Weekends were mother-free. She volunteered to work Friday, Saturday and Sunday nights, the most unpopular shift at the big old hospital that covered the poor, immigrant, working-class north of the city. She was an auxiliary nurse but we never really understood the difference between that and the real thing. She wore a beige uniform and a little upside-down watch. She wore man-like lace-up shoes and always smelt of disinfectant when she came home in the morning, ashen-faced sometimes at what she had seen.

‘A little thing was born last night,’ she would say and then whisper, ‘hardly a baby at all.’

We winkled the details out of her – the missing limbs, the extra limbs, the strangeness. But it became too terrible when she described the mothers’ pain, the wailing and endless agonies of labour, so we would wander away from her mid-sentence to the television or garden.

She was a little Irish woman built for rabid industriousness. It suited her personality – hefting patients, straightening sheets, scrubbing, cleaning and making things right. She’d walk through the door at breakfast time and start the washing-up, telling us about her night’s work and casually drop in phrases like ‘bed pans’, ‘fifteen stitches’, ‘rectal tear’ and ‘bloody sanitary pads’ and we, teenage girls, would gag and shudder.

With Christmas came a bumper crop of chocolates and biscuits, and there were year-round flowers and thank you cards from the mothers who made a special trip back to the ward to thank her specially, bringing the swaddled infant and grinning father. She loved to be needed and was a sucker for a bit of praise. She would talk about bathing newborns, cradling the precious head in the palm of her hand, the first cry, her eyes wide and still marvelling at the miracle and beauty of new life.

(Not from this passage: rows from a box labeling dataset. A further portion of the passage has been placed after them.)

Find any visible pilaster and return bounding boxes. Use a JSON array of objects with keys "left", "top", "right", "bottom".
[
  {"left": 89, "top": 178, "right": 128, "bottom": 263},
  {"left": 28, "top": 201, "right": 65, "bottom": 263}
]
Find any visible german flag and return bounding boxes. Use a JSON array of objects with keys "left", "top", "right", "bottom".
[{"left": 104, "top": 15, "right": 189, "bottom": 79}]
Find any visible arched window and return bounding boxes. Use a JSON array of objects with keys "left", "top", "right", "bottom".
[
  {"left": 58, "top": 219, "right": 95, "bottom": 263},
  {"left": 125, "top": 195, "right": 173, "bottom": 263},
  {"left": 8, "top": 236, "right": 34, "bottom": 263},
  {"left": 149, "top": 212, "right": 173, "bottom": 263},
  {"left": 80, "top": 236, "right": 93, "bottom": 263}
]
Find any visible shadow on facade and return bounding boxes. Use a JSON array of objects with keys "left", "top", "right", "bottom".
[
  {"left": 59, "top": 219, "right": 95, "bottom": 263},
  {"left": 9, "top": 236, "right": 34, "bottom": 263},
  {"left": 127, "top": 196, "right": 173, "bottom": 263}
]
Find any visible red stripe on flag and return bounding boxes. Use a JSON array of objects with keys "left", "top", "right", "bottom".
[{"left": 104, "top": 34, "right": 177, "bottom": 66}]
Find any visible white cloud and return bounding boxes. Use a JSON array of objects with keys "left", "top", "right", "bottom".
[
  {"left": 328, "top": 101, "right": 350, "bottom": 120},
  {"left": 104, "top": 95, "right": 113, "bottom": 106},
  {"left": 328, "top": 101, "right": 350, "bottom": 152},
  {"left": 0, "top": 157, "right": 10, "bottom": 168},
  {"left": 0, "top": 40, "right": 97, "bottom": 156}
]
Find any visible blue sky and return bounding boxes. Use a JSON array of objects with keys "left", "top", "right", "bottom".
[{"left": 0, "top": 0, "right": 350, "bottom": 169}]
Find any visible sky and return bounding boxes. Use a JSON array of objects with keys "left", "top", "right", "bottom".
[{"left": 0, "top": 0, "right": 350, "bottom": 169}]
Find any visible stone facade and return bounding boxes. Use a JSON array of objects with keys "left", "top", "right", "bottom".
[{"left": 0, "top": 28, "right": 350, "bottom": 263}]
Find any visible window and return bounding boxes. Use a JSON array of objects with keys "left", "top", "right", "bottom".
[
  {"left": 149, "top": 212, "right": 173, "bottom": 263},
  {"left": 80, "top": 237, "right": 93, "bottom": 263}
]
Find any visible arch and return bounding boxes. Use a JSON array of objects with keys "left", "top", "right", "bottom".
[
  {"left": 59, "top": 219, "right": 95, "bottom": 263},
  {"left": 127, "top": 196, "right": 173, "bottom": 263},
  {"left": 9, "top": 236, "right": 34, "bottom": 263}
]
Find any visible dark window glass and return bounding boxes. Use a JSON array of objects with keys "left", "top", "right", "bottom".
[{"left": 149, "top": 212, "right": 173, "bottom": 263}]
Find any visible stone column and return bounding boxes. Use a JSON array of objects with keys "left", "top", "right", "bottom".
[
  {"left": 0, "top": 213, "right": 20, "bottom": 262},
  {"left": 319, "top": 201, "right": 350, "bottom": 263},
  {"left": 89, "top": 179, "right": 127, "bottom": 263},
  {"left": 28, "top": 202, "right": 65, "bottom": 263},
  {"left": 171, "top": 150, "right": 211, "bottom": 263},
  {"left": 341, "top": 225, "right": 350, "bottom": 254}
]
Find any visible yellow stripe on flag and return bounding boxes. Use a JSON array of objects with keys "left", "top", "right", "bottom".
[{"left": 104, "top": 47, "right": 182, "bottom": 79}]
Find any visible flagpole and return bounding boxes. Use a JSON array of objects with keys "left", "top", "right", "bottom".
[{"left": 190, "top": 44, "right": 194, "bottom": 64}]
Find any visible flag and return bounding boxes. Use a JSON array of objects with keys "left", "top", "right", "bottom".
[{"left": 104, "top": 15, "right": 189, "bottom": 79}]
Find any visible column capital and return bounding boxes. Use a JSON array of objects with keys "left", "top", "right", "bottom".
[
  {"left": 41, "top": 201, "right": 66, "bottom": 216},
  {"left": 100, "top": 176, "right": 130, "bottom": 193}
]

The African ward sister was worshipped. It was ‘Sister Abuoa this’ and ‘Sister Abuoa that’. We imagined a stern, unsmiling headmistress, all tough compassion, cutting through protocol when needed, sticking to it like a barnacle when it was the right thing to do. It was my mother’s deepest regret that she would never be a proper midwife, with the whole of the birth, the child’s and the mother’s life under her care and control.

She always took it hard when babies were born dead. She had lost a couple herself between the two of us, siblings we never knew about so never missed. Sister Abuoa would send my mother off to the canteen or staff room after the terrible job was done, and just once she sent her home.

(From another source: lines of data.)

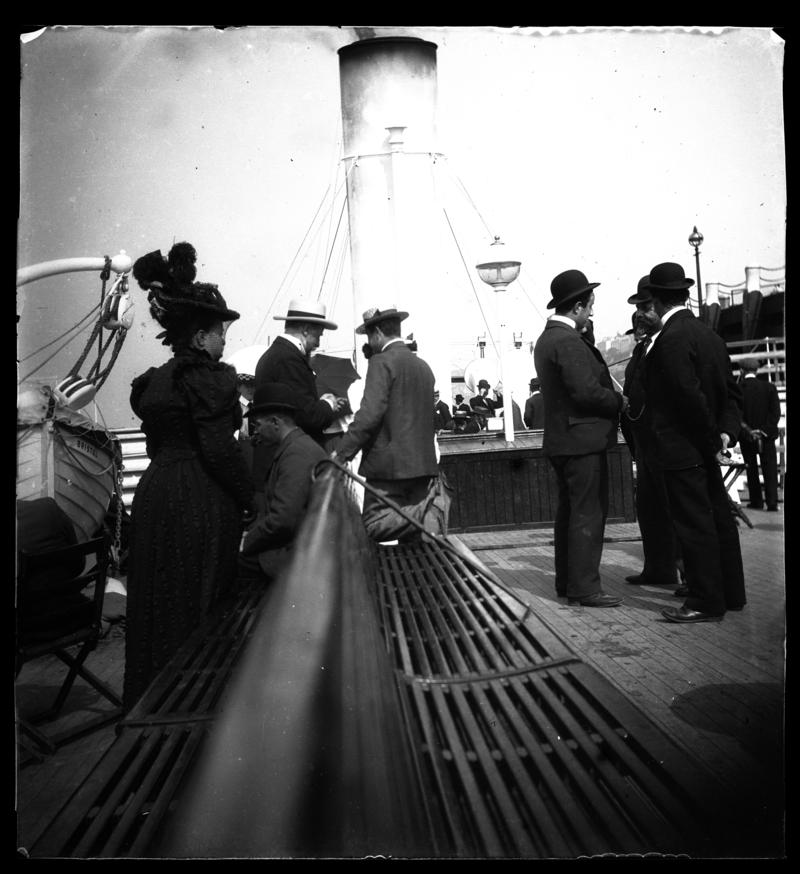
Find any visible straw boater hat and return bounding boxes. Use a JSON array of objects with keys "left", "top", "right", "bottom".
[
  {"left": 356, "top": 305, "right": 408, "bottom": 334},
  {"left": 647, "top": 261, "right": 694, "bottom": 297},
  {"left": 547, "top": 270, "right": 600, "bottom": 310},
  {"left": 628, "top": 273, "right": 653, "bottom": 304},
  {"left": 273, "top": 297, "right": 339, "bottom": 331},
  {"left": 244, "top": 382, "right": 297, "bottom": 416}
]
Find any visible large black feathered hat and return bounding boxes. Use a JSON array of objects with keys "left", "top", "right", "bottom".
[
  {"left": 628, "top": 273, "right": 653, "bottom": 304},
  {"left": 133, "top": 243, "right": 239, "bottom": 322},
  {"left": 547, "top": 270, "right": 600, "bottom": 310}
]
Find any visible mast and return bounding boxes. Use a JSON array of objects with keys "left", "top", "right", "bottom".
[{"left": 339, "top": 37, "right": 452, "bottom": 392}]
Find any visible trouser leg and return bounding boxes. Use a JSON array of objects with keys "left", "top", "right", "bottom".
[{"left": 664, "top": 465, "right": 725, "bottom": 614}]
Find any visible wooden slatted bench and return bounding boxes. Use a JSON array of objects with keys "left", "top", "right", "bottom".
[
  {"left": 368, "top": 537, "right": 727, "bottom": 858},
  {"left": 32, "top": 472, "right": 752, "bottom": 858},
  {"left": 30, "top": 586, "right": 264, "bottom": 858}
]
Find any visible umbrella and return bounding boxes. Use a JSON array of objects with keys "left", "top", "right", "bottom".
[{"left": 311, "top": 352, "right": 361, "bottom": 398}]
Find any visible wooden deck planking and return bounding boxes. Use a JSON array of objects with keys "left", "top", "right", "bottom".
[
  {"left": 461, "top": 511, "right": 785, "bottom": 856},
  {"left": 17, "top": 511, "right": 785, "bottom": 858}
]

We were sitting in the kitchen with tea and toast when she opened the door. She had a big bag of shopping so we took that as the reason she slumped in a chair, exhausted and red-eyed. We paid her no attention.

‘I’ve been walking around since four o’clock in the morning,’ she said. We looked at one another. She spoke from somewhere far away, still in her thick coat and woolly hat, her square hands knitted together on her lap. ‘I had to wait for the market to open.’

She got up suddenly and looked around the kitchen like she was seeing it for the first time. ‘I’ll start the dinner,’ she said. ‘Then I’m off for a sleep. You two can tidy this kitchen.’

We sat where we were, me reading an old magazine that told me how best to pluck my eyebrows and my sister half asleep, unfurling her black hair from big sponge rollers.

My mother threw her hat and coat on a chair, tipped the vegetables out of the bag and started peeling the potatoes, cleaving them in half and dropping them into a saucepan of cold water. It was our job to put the dinner on late afternoon so it was ready when she woke up, before she went back to work.

I don’t know what made me look up. She gasped, I think. She was staring at the chicken she had bought. She turned it over, front then back, and put one hand tenderly on its breast. She stayed like that for a moment. Then she stuck her other hand in, wrist-deep, right up to the neck, and grabbed something. I heard the suction as she pulled it out. It was the heart. The tiny heart.

She turned and looked at me. ‘We did everything we could,’ she said. ‘No one could have done more,’ she whispered.

‘Yes, Mum,’ I said.

‘You never forget,’ she said. ‘That’s part of the job. Being there and remembering.’

She rinsed her hands and wiped her face with the tea towel. She wrapped the chicken back in the newspaper and put it in the fridge.